The NSX-T Edge Node now supports multiple active Uplinks with TEP configured and Load Balance Source Teaming Policy configured, which means it can have for example two TEPs of which each TEP can be bound to a specific pNIC which gives better load balancing capabilities.
Named Teaming Policy
The Named Teaming Policy feature introduced in NSX-T 2.3 (formerly known as VLAN Pinning) has the following common use cases:
- Giving the capabilities for pinning VMkernel traffic to a specific pNIC with failover order, which is useful for VMkernel traffic like Managment, vMotion and VSAN traffic.
- Providing deterministic NSX-T Edge Peering (North-South) with a top of rack (ToR) router via a single pNIC.
The Named Teaming Policy is used only for VLAN Logical Switches (Segments) and is configured on the Transport Zone GUI and Advanced UI on the Logical Switch for that VLAN.

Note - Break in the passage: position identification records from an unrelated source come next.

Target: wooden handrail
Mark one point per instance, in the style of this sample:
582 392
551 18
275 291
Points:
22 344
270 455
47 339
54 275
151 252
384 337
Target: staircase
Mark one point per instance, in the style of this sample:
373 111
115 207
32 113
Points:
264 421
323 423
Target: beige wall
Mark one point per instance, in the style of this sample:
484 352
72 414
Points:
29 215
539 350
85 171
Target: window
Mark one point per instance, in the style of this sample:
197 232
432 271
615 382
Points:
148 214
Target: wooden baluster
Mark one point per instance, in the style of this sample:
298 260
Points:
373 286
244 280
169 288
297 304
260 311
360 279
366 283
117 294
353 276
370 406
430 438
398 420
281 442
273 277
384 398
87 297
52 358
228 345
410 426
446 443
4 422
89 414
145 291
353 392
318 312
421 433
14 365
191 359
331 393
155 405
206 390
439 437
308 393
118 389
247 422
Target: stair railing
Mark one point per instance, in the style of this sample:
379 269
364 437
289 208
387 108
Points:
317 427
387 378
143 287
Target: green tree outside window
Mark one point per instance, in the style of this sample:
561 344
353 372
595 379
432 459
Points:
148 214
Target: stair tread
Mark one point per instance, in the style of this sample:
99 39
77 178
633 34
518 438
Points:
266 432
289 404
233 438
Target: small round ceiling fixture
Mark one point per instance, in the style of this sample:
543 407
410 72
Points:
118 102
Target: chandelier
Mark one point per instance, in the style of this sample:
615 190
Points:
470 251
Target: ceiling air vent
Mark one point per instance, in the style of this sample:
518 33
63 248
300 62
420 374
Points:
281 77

Different Named Teaming Policies can exists under a single N-VDS for different types of VLAN traffic.
ESXi Host with two Active Uplinks and Load Balance Source
In this example a we create an Uplink Profile for a vSphere ESXi Transport Node with two pNICs available for the N-VDS.
The default teaming policy will be Load Balance Source so both uplinks are active. The Transport VLAN carrying the Geneve Overlay traffic will be VLAN 100 and MTU size 9000. (Geneve protocol requires at least 1600 for MTU size)

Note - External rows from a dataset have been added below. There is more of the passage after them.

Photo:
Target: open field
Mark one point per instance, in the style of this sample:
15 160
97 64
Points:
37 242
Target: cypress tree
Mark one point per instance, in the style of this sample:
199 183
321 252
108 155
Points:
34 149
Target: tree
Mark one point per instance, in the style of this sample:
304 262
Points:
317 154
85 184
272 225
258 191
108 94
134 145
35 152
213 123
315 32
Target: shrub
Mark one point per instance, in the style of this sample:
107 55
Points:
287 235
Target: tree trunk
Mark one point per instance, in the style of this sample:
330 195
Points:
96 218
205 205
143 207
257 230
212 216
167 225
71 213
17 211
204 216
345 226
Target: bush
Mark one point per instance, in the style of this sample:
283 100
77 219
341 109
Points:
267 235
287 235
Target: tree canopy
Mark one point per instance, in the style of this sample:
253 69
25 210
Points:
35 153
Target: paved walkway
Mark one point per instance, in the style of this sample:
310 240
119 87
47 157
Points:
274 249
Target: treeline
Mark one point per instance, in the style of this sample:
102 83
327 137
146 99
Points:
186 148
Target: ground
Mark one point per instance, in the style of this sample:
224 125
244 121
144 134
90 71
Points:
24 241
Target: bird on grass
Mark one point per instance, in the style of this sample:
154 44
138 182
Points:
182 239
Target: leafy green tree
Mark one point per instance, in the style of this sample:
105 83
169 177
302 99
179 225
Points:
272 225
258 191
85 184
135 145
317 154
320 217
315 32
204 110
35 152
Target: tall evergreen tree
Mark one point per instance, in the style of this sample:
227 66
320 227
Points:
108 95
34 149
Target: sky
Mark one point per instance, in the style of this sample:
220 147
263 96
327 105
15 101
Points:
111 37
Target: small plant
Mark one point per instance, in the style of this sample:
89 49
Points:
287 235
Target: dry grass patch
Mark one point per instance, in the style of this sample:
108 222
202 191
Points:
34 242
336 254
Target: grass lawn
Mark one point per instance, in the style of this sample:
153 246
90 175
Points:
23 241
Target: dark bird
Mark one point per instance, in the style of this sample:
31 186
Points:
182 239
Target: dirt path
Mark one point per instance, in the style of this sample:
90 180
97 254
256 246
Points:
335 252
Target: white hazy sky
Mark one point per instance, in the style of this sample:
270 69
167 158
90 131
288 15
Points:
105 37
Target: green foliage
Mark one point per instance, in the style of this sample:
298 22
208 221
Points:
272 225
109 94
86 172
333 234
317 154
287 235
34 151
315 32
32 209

The actual configuration of the Uplink Profile is shown below where uplink-1 and uplink-2 are specified as both Active Uplinks. When configuring a ESXi Host as a Transport Node the Administrator can map the actual vmnic to the required uplink.
KVM Host with two Uplinks in Failover Order
The default teaming policy will be Failover Order so one uplink will be active and the other standby. The Transport VLAN carrying the Geneve Overlay traffic will be VLAN 100 and MTU size 9000.

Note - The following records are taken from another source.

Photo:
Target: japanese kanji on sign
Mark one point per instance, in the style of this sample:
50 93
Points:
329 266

The actual configuration of the Uplink Profile is shown below where uplink-1 is the Active Uplink and uplink-2 is the Standby Uplink.
ESXi Host with vSphere and VSAN
In cases where vSphere ESXi Hosts have two pNICs to save on Network Fabric costs and the Hosts are configured as NSX-T Transport Nodes it is possible to use Named Teaming Policy to pin specific VMkernel traffic on a Specific Uplink. In this example vSphere VMkernel traffic will be pinned on uplink-1 and VSAN VMkernel traffic will be pinned on uplink-2.
The default teaming policy will be Load Balance Source so both uplinks will be active for Overlay traffic. Transport VLAN for Geneve will be VLAN 100 with MTU size 9000. vSphere Management VMkernel traffic is pinned Active on uplink-1 and Standby on uplink-2, while VSAN is pinned Active on uplink-2 and Standby on uplink-1.
When configuring a Transport Zone you should type exactly the name of the Uplink Named Teaming Policy. Segments (formely known as Logical Switches) can now be created in that VLAN Transport Zone for both VMkernel traffic after which in the Advanced UI you must configure the required Uplink Teaming Policy Name. In this example the VSAN Segment (VLAN 10) is configured with the VSAN Uplink Teaming Policy which configures uplink-2 as the active uplink on the host.
NSX-T Edge Node BGP Peering Configuration
In the case of NSX-T Edge Node designs we required deterministic peering with ToR Routers. It is a best practice to peer BGP with a ToR Router over with a dedicated VLAN and Uplink to make sure that any failure of each component in the path will result in traffic failover to the other ToR Router. In this example we configure a Uplink Profile for NSX-T Edge Nodes and use Named Teaming Policy for peering with ToR-A and ToR-B so uplink-1 will be used for traffic towards ToR-A and uplink-2 will be used for traffic towards (ToR-B).
The default Teaming Policy will be Load Balance Source so we can support two TEPs on the NSX-T Edge Nodes. Transport VLAN for Geneve will be VLAN 100 with MTU size 9000. ToR-A is pinned on uplink-1 and ToR-B is pinned Active on uplink-2.
When configuring a Transport Zone you should type exactly the name of the Uplink Named Teaming Policy. Segments can now be created in that VLAN Transport Zone for both ToR traffic after which in the Advanced UI you must configure the required Uplink Teaming Policy Name. In this example the VLAN101-ToR-A Segment (VLAN 101) is configured with the ToR-A Uplink Teaming Policy which configures uplink-1 as the active uplink on the host.